Bemerkungen zu „Bobby Brown Goes Down“, dem wahrscheinlich weltweit einzigen „Hit“ von Frank Zappa, der es damals sogar in den Deutschlandfunk schaffte, d.h. dort, zu meinem/unseren absoluten Erstaunen, gespielt wurde. Deutschlandfunk hieß 1979: stockkonservativer Radiosender.
Bobby Brown Goes Down (im Weiteren spare ich mir den gesamten Titel, dessen Refrainschlusszeilen in „Zonx“ von Carl Weissner so übersetzt werden: „And my name is Bobby Brown! Watch me now – I’m goin’ down – Und mein Name ist Bobby Brown! Seht mal, wie ich lutschen kann“) hörte ich erstmalig im Radio, ohne die dazugehörige Platte zu kennen.
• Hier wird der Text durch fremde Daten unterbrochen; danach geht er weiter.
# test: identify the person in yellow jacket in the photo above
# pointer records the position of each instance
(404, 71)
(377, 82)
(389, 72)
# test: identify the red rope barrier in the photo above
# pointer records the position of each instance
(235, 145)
Hier immer und immer wieder das alte Lied: Die Platten waren schwer verfügbar in der größten DDR der Welt, also gab’s das Teil erst ein Jahr nach Erscheinen zu bestaunen, anzuhören, zu befingern etc. pp.
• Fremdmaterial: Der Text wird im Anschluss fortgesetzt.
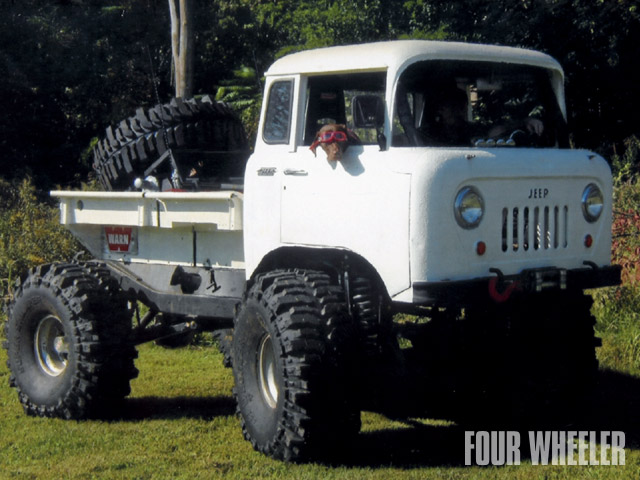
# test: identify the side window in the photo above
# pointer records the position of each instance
(277, 124)
(355, 100)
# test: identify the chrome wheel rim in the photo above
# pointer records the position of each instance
(267, 372)
(51, 346)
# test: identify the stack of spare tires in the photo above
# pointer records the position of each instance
(205, 138)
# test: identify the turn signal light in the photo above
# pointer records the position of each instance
(588, 241)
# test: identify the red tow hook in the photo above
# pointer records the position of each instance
(500, 297)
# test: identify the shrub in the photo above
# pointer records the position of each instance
(617, 309)
(29, 233)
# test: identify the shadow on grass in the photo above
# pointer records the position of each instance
(612, 406)
(175, 408)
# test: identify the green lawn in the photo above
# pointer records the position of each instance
(180, 423)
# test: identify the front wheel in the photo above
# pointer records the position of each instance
(291, 366)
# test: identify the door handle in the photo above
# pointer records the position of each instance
(298, 173)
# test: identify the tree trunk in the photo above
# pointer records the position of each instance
(182, 47)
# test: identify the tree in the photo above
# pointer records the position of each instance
(182, 46)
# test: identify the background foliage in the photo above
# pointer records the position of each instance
(72, 67)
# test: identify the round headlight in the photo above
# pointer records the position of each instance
(592, 203)
(468, 207)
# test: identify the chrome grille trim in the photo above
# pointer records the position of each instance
(529, 229)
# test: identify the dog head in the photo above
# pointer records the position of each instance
(334, 140)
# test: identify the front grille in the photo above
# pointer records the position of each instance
(526, 229)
Bobby Brown: Wie empfanden wir das Auftauchen dieses „Hits“ auf der Platte? Dazu muss kurz die Platte selbst betrachtet werden, eine Sammlung von ausschließlich live aufgenommenen Stücken (1977er Tour), denen der Livecharakter bis auf ein, zwei Stücke durch und mit extrem hohem Aufwand an Nachbearbeitung genommen wurde. Zehn der siebzehn Stücke bzw. deren Basictracks wurden im Odeon Hammersmith (London) aufgenommen. Die Kennzeichnung der Stücke als nachbearbeitet verläuft von „over-dubs: lots of ’em“ über „lots“ und „feedback guitar“ bis zu „none“ bzw. „over-dubs: „a few“. Einzige unbearbeitete Musikstücke sind „Rat Tomago“ (live instrumental record at the Deutschland Halle, Berlin) und „The Sheik Yerbouti Tango“ (auch in der Deutschlandhalle aufgenommen, jedoch auf einem „four track portable Scully“ und trotz schlechter Soundqualität mit aufs Album gehievt). Zwei weitere „Stücke“: „What ever happened to all the fun in the world“ 0:33 und „Wait a minute (We’ve got to get into something real)“ 0:33, deren Herkunft nicht bezeichnet wird, sind ebenfalls (anscheinend) unbearbeitet. Diese beiden rahmen „Rat Tomago“ ein und dann folgt bruchlos „Bobby Brown“. Erstaunen macht sich breit. So ein gefälliger Song auf einem sonst eben zappatypischen Album voller verquerer Stücke? Wobei das Stück „Bobby Brown“, welches auch im Deutschlandfunk lief, mit Textstellen wie „I tell all the girls they can kiss my Heinie“ oder „When I fucked this dyke by the name of Freddie“ und „Long as I get a little golden shower“ sogar dem ostsozialisierten Hörer verständlich, eben nur von der Melodie her gefällig war.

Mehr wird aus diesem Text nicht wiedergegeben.